Dans les deux cas, il s’agissait de populations émigrées pour la plupart : beaucoup de gens qui venaient de loin. C’est ça, le plus riche : devoir capter très vite qui sont ces gens. Et puis cette évolution : d’abord ils se trouvent toujours en dessous de tout ; ils pensent qu’ils ne sont capables de rien, et en fait, ils sont capables de tout. Alors que les professionnels, eux, pensent qu’ils sont capables de tout...

De ce point de vue, on peut dire que les objectifs sont opposés : avec le professionnel, il faut chercher la fragilité ; tandis que l’amateur, il faut lui donner confiance pour qu’il dévoile ses capacités méconnues. Est-ce que ça vous change, en tant que chorégraphe, ces contacts avec les amateurs ?
Oui, mais ça fait 25 ans que les autres me changent. Quand j’étais au CCN de Rillieux-la-Pape [3], on passait une grande partie de notre temps à faire des ateliers dans les écoles, les collèges, pour des associations de femmes, etc. C’était très important pour moi, le fait de travailler dans un quartier avec des gens qui y habitent.

On retrouve ce lien d’être à être, et pas cette opposition artiste face à quelqu’un qui n’est pas artiste.

Et c’est un de mes buts : retrouver ce lien d’humanité si ténu.
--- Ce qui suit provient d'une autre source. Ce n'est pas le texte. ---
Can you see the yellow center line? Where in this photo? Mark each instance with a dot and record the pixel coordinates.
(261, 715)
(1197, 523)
Ça m’a énormément influencée. Pas comme une expérience personnelle que j’aurais eue envie de développer pour moi-même, mais comme un moyen d’élargir la vision du monde qui m’était renvoyée.

Quand vous faites danser des amateurs, est ce que vous cherchez plutôt à mettre en valeur ce qu’ils sont, ou à leur faire jouer autre chose pour les faire sortir d’eux-mêmes ?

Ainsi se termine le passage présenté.